Woah. I don't know about their entire catalog, but "The King Is Dead" in particular aligns strongly with what I'm liking to listen to right now. It's nigh perfect. Shortish, very smartly crafted roots-folk-guitar-pop with tight harmonies and obliquely spiritual lyrical vibe. One might almost call it American Myth Pop. It evokes the best of REM's heady middle years, but with perhaps a bit more musicality and less edge. And it certainly helps that Gillian Welch provides harmony vocals on many of the tracks: carefully constructed to draw me in.

You might not like it, but I think it's definitely worth a listen to see if you will.

Date: 2011-01-22 08:12 (UTC)
From: [identity profile] richardthinks.livejournal.com
I think American Myth pop is exactly right.
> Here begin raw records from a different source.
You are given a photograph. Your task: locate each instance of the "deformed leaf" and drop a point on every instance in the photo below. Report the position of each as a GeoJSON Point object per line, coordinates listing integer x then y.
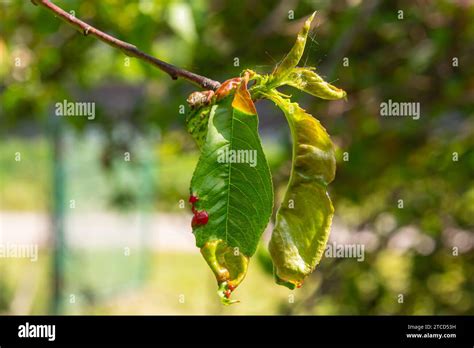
{"type": "Point", "coordinates": [304, 218]}
{"type": "Point", "coordinates": [291, 60]}
{"type": "Point", "coordinates": [308, 81]}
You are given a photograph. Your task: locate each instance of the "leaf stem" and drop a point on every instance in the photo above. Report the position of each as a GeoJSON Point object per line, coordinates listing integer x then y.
{"type": "Point", "coordinates": [129, 49]}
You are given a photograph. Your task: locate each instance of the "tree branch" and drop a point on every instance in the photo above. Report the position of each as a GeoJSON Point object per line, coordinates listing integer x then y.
{"type": "Point", "coordinates": [128, 49]}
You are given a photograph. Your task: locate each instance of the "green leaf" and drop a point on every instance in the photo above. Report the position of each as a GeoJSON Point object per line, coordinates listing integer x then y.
{"type": "Point", "coordinates": [232, 186]}
{"type": "Point", "coordinates": [304, 219]}
{"type": "Point", "coordinates": [293, 57]}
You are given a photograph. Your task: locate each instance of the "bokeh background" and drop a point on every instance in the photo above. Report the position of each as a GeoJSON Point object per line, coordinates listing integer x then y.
{"type": "Point", "coordinates": [114, 236]}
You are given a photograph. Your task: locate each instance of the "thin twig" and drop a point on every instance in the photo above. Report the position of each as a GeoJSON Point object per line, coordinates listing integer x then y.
{"type": "Point", "coordinates": [128, 49]}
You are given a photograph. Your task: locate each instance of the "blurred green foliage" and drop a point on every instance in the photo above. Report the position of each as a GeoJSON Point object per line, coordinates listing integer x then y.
{"type": "Point", "coordinates": [426, 163]}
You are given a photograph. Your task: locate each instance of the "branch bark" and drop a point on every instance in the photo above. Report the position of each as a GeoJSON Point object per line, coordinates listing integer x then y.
{"type": "Point", "coordinates": [128, 49]}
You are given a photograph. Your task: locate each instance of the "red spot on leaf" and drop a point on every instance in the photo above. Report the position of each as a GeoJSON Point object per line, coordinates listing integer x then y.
{"type": "Point", "coordinates": [227, 293]}
{"type": "Point", "coordinates": [200, 218]}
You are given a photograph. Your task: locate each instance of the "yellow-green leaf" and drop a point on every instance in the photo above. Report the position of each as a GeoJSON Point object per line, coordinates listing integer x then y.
{"type": "Point", "coordinates": [304, 218]}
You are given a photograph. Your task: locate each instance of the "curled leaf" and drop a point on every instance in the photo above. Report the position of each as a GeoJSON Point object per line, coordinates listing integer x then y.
{"type": "Point", "coordinates": [304, 218]}
{"type": "Point", "coordinates": [291, 60]}
{"type": "Point", "coordinates": [308, 81]}
{"type": "Point", "coordinates": [228, 266]}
Have you heard Mariner's Revenge Song?

Date: 2011-01-24 18:33 (UTC)
From: [identity profile] viktor-haag.livejournal.com
Not consciously:after googling and youtoobing, yes, I've heard it amongst my very recent whirlwind tour of their catalog.
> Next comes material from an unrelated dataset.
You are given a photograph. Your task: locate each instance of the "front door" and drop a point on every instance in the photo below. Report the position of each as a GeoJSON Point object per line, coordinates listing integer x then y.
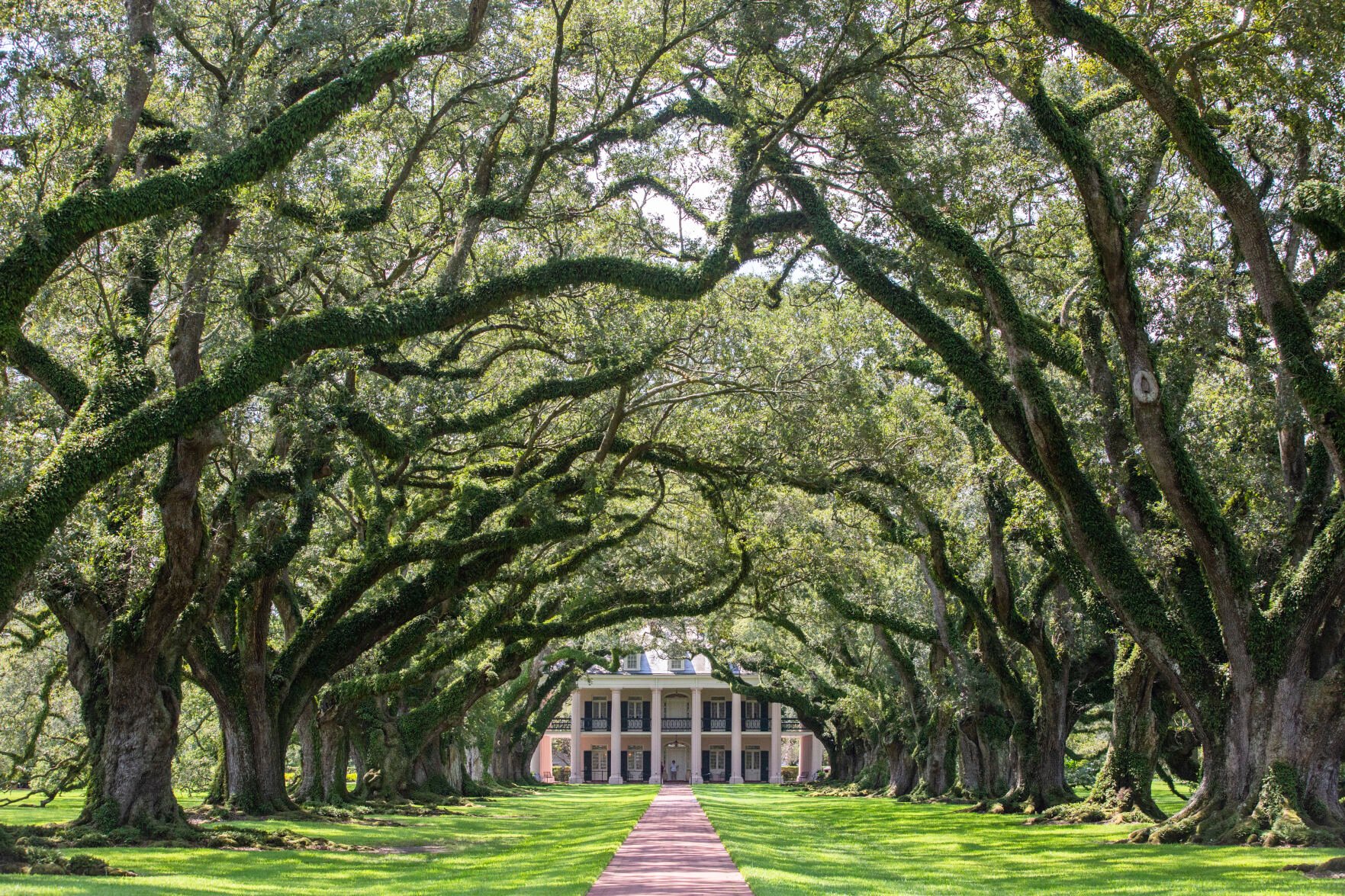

I'm usually not a listener of shanties and celtic-infused-sea-pub-folk-pop, but we have lots of examples of same here in Canada (most popularly, recently, Great Big Sea) -- I don't see why there wouldn't be lots of similar bands from south of the border especially from communities with a maritime tradition.

Date: 2011-01-24 21:07 (UTC)
From: [identity profile] richardthinks.livejournal.com
The Broadside Band are the big name I immediately think of, but I got a heavy dose of chanties and the like when I spoke at Mystic Seaport last year, and for a while the kids were full of salt and vinegar singing "Cape Cod Girls" and "Boney was a Warrior." Before that I hadn't been aware, quite, that there was a strand of American nationalism wound around Herman Melville and seafaring and the New Bedford Whaling Fleet and Six Frigates for the Republic. Kinda disturbing, in a jolly, doom laden, literate working class kind of way.

QC on Decemberists.

Date: 2011-01-26 16:48 (UTC)
From: [identity profile] viktor-haag.livejournal.com
AFAIK, I wouldn't call the sea-folk-pop tradition in Canada so much "nationalistic" as "regionalistic", and in some cases rather "anti-nationalistic" (the part that gets co-opted or interpreted as agit-prop against Federalism, esp, presumably, in Quebec and Newfoundland). But when I think sea-folk-pop I have to admit I think a lot more "Canada!" than I do "USA!" -- that could, of course, be because I'm Canadian and so have more natural exposure to the roots of our folk-musical history than the roots of USAmerican folk-musical history: I have to depend upon osmosis more than active awareness because I'm not really a folkie, much.